Les remèdes que le docteur m'avait prescrits n'arrêtèrent pas la fièvre. Au contraire, la maladie parut redoubler de violence par l'effet des médicaments, et cependant le médecin me prédisait une guérison prochaine, parce que les derniers accès de fièvre s'étaient déclarés plus tard que d'habitude et avaient duré près de deux heures de moins.

J'allais tous les jours à l'Académie, et j'y travaillais avec une ardeur et une passion qui contribuaient probablement beaucoup à aggraver ma maladie et à épuiser mes forces. Heureusement, jusqu'alors les accès de la fièvre avaient commencé assez tôt dans la journée pour me laisser un peu de repos et de présence d'esprit vers l'heure où je devais aller à l'Académie. A la fin, mon épuisement était si grand et la maigreur de mes joues si frappante, que je reculais avec frayeur chaque fois que je me regardais dans un miroir.

Je n'osais pas cacher plus longtemps mon indisposition à mes parents, et d'ailleurs j'éprouvais un désir ardent de voir ma mère.

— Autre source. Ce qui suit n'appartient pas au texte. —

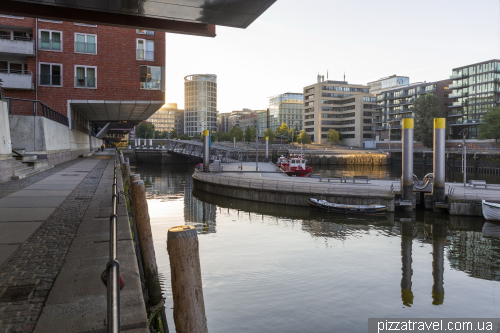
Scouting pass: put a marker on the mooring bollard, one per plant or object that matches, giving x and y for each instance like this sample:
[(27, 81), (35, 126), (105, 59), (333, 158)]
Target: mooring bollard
[(187, 289), (145, 236)]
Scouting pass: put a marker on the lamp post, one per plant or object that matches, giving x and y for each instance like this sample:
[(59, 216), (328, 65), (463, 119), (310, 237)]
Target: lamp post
[(464, 154), (390, 122)]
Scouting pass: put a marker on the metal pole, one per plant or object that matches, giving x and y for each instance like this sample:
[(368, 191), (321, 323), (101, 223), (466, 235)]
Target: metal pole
[(407, 179), (206, 151), (267, 150), (438, 187)]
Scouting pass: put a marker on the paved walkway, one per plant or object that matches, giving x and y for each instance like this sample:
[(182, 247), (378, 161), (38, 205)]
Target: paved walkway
[(54, 240)]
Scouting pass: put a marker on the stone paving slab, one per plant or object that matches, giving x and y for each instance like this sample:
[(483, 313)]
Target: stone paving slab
[(39, 193), (49, 186), (32, 202), (17, 232), (26, 215)]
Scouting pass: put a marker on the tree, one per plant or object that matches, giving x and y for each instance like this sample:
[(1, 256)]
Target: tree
[(282, 130), (426, 108), (145, 130), (491, 127), (304, 137), (332, 136), (269, 134), (174, 134), (236, 132), (249, 134)]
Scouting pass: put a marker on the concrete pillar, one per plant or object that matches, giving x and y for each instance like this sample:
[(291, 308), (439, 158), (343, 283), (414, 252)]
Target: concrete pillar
[(407, 177), (267, 150), (438, 187), (438, 238), (406, 261), (206, 151)]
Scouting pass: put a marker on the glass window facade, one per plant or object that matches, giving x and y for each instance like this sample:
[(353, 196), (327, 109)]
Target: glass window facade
[(286, 108), (200, 98)]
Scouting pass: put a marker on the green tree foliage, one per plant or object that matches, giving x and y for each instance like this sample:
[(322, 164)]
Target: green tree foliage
[(249, 134), (145, 130), (236, 132), (282, 130), (491, 127), (332, 136), (174, 134), (426, 108), (269, 134), (304, 137)]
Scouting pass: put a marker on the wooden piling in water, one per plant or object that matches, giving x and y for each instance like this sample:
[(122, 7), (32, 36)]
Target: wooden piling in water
[(187, 290), (145, 236)]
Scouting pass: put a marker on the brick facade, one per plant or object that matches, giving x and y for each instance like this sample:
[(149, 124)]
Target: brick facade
[(117, 69)]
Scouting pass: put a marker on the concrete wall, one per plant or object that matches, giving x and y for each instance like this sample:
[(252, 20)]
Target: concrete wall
[(49, 139), (5, 144)]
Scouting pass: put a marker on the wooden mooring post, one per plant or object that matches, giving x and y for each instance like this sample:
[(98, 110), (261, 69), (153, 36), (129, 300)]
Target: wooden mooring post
[(145, 237), (187, 290)]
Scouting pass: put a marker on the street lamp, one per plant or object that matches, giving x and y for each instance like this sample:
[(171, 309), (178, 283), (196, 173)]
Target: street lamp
[(390, 122), (464, 154)]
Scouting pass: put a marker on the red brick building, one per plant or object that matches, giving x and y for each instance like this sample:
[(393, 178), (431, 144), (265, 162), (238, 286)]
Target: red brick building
[(92, 74)]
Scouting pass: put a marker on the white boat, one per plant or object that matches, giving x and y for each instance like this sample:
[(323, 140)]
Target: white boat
[(491, 211)]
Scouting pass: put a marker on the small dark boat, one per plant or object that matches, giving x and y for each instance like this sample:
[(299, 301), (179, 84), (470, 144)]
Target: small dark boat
[(348, 209)]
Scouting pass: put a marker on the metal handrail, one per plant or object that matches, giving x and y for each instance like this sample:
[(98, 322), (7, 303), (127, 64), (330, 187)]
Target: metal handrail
[(113, 266)]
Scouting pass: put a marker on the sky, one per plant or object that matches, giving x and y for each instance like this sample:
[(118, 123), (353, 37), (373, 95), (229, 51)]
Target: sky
[(286, 47)]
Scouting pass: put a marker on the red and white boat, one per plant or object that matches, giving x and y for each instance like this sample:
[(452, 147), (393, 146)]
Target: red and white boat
[(296, 167), (281, 160)]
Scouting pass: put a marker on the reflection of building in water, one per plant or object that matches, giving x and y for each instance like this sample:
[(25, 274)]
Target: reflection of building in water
[(477, 256), (406, 260), (199, 214), (439, 231)]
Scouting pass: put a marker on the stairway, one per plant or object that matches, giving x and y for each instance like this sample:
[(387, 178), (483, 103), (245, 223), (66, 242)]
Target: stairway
[(25, 165)]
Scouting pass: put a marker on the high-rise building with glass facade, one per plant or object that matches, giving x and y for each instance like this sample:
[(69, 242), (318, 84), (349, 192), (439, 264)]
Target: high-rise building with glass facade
[(200, 103), (475, 89), (338, 105), (286, 108)]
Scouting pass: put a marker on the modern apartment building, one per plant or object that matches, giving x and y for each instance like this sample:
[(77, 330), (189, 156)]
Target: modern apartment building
[(200, 103), (397, 103), (223, 122), (346, 108), (386, 83), (286, 108), (91, 74), (474, 90), (248, 120), (168, 118)]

Je lui écrivis, en des termes très-rassurants, que j'avais un peu de fièvre et que je ne pourrais pas aller le dimanche suivant à Bodeghem comme je l'avais promis: non pas tant à cause de mon indisposition, que parce que le concours de l'Académie me fatiguait extrêmement; je la tranquillisai autant que possible, tout en la suppliant de venir me voir le dimanche à Anvers, et en ajoutant que je lui serais très-reconnaissant de cette marque d'amour.

J'écrivis cette lettre le vendredi; elle devait donc la recevoir le lendemain à midi, et, par conséquent, assez à temps pour se préparer à venir en ville le dimanche.

Le samedi, la troisième épreuve du concours devait être terminée. À cause de l'affaiblissement de mes forces, j'étais resté un peu en retard, et il me fallait, pendant ces deux dernières heures, travailler sans relâche pour achever une troisième composition.

C'était mon jour de fièvre; cela m'inquiétait, car je savais par expérience qu'après un accès du mal, je n'avais pas la conception aussi nette ni l'esprit aussi clair que d'habitude.

À mon grand étonnement, je ne sentis pas de fièvre de toute la journée, et, quand vint le soir, comme je m'apprêtais à aller à l'Académie, je sautai de joie, dans la conviction que je pourrais mettre la dernière main à mon travail avec toute la plénitude de mes moyens....

Mais à peine avais-je ôté mon habit de travail, pour me laver les mains et le visage, que je fus pris d'un frisson qui me parcourut l'épine dorsale comme un filet d'eau glacée.